By Artur Suski, S.J. 


A couple of recent guest lectures in a Grade 12 Philosophy class on “the Self” have prompted me to do some reading on the topic of “Human Nature”. In the philosophy curriculum, the unit on “the Self” mostly focuses on the philosophy of Réné Descartes and that of G.W.F. Hegel. There’s no such thing as pretending to know what Hegel was writing about; I tried my best, and I had my hands full. Nevertheless, the discussion on these two philosophers is rather fascinating.

On the one hand, Descartes thinks that we have the completely autonomous, self-sustaining, independent human being; one can find his identity and truest self through self-introspection. On the other hand, Hegel thinks that human being only becomes a human being, and continues to develop as one, through his interaction with other human beings and with the rest of creation. One needs all of creation for essentially all aspects of human development. While Descartes certainly gives credit to the help of family and culture as one grows and matures, this can only go so far. At a certain point, these become obstacles and prevent us from truly becoming our truest selves. Hegel, however, is quick to point out that there never can be a self at any stage without its relationships with other selves.

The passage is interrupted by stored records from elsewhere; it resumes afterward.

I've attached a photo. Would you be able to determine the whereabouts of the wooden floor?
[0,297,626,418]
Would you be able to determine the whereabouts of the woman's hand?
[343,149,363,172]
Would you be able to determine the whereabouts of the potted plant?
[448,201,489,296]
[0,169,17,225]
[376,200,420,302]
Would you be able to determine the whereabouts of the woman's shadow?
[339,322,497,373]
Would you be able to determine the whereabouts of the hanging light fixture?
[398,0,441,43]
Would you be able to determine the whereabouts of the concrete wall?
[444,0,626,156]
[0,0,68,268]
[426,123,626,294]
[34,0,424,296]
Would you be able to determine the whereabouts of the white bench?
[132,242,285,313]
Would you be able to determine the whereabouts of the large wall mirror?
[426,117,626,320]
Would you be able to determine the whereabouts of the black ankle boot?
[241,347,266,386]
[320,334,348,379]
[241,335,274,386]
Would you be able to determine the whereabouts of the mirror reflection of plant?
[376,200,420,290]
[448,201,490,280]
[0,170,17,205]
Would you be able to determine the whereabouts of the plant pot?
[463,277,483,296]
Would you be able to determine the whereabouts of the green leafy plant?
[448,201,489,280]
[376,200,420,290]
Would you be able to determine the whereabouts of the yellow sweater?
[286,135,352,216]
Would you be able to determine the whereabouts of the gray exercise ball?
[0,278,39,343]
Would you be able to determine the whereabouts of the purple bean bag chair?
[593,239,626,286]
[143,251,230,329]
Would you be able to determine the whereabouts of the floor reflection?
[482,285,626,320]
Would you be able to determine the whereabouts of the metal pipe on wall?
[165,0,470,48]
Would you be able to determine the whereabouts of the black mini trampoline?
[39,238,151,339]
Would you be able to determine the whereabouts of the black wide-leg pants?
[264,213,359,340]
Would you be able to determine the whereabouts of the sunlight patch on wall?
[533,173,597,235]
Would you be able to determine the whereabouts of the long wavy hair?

Many Catholic thinkers since Hegel have built on Hegel’s philosophy through the use of explicitly Catholic ideas. For example, this theme can be found in Pope Benedict XVI’s encyclical Caritas in Veritate (CV), where the Pope states: “As a spiritual being, the human creature is defined through interpersonal relations. The more authentically he or she lives these relations, the more his or her own personal identity matures. It is not by isolation that man establishes his worth, but by placing himself in relation with others and with God” (CV 53). Furthermore, from the pastoral constitution of the Second Vatican Council, Gaudium et Spes (GS), it is stated that “man...cannot fully find himself except through a sincere gift of himself" (GS 24). This is going beyond simply “receiving” from the other; we must also give ourselves to others for their sake! These capture the whole of Jesus’ mission of service: to love one another is to serve each other in all charity.

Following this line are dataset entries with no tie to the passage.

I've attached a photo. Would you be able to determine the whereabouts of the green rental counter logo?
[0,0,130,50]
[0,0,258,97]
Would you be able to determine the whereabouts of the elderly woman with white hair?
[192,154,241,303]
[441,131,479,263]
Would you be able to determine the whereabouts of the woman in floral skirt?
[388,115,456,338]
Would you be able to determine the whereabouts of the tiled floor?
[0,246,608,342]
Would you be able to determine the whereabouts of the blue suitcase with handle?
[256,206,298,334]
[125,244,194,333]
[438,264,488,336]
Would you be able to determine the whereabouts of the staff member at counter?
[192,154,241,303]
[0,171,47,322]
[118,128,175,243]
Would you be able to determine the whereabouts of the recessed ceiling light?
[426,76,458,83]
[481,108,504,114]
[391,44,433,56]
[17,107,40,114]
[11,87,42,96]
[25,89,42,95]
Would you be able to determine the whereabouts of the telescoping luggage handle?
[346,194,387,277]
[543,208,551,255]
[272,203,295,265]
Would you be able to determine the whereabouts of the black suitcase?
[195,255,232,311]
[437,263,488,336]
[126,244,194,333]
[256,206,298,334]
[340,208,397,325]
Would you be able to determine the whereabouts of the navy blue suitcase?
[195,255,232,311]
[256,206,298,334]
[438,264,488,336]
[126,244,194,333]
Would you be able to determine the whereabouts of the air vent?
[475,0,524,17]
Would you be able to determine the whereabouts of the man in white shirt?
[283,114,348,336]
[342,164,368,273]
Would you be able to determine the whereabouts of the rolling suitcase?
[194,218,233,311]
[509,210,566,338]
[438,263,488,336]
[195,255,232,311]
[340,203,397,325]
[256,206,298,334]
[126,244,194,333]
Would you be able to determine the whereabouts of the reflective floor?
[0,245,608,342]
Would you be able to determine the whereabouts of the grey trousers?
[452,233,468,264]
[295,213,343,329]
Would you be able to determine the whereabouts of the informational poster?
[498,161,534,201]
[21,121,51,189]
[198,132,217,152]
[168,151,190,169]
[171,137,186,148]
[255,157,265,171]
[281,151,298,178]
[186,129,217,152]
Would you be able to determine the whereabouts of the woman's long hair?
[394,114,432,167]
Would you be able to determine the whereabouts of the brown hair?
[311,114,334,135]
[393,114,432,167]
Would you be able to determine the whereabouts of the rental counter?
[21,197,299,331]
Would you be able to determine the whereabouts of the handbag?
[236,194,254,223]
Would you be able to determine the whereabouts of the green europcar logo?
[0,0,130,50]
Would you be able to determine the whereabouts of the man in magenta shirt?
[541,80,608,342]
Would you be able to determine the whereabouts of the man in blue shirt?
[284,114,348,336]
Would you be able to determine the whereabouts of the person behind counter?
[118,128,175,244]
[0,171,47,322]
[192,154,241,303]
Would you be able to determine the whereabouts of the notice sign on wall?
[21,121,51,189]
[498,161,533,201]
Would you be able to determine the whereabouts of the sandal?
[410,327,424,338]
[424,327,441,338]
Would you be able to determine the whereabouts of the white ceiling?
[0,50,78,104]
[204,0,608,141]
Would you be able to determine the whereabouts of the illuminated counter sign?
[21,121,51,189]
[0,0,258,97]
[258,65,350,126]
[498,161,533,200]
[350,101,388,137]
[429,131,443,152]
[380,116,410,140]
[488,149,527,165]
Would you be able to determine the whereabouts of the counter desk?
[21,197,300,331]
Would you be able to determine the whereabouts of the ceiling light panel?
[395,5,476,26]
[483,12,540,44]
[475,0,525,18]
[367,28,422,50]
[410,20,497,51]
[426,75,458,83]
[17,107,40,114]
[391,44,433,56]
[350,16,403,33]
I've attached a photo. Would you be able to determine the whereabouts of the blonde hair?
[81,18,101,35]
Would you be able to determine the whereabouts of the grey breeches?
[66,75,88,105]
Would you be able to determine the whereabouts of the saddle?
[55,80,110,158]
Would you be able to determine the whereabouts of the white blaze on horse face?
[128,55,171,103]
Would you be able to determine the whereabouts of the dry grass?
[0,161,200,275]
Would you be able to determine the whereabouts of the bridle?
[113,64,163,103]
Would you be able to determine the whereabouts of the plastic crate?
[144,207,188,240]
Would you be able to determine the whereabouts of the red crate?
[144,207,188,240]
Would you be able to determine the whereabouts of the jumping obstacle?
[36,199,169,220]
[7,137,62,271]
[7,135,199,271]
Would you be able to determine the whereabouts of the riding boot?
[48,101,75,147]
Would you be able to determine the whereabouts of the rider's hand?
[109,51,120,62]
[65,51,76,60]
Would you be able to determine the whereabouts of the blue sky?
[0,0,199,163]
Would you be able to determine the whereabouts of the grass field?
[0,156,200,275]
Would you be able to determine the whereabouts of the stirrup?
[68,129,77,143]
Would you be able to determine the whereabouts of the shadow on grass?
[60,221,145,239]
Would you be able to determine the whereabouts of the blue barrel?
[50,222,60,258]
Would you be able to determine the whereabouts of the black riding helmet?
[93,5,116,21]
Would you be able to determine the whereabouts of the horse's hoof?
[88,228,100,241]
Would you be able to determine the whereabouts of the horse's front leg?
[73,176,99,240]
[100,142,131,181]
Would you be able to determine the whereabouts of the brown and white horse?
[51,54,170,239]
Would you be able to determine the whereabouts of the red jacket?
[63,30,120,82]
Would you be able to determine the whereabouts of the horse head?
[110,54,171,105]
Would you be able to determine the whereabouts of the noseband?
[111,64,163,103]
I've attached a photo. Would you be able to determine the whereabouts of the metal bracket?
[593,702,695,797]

These concepts help to paint a very dynamic picture of human nature. It is not something static once it is being defined. It is rather something organic that has the potential to mature through our daily encounters. These interactions, however, may have positive or negative effects on us. Through our interactions with people of good will, we grow and are edified; but through our interactions with people of bad will, we become worse. As the saying goes, “you become what you contemplate”.

Thankfully, this means that we have the power to help others get out of their dark moments in life – hence our efforts to go out into the darkened world with the Light of Christ. It is perhaps no surprise that Pope John Paul II made it a point to pray for every person before they met. He knew that each encounter was unique and had the power to change him; so he prayed for the other and for himself, that he would have the grace to bring Jesus to the other. As for our own life of faith, we undergo big and small transformations as we encounter the person of Jesus Christ, be it through Scripture, the Sacraments, or each other. Some are more open to this encounter, and the changes seen on them seem quicker and more dramatic; others go in with a hardness of heart, and are not affected by the encounter.

Given all these, we must ask ourselves: how do we approach our relationship with God? With each other? With creation? The grace that we ought to pray for, then, is to be conscious of God’s formative work on us by means of all our relationships. It is also a grace to recognize that we also collaborate with God to help form others. What kind of influence do we want to be?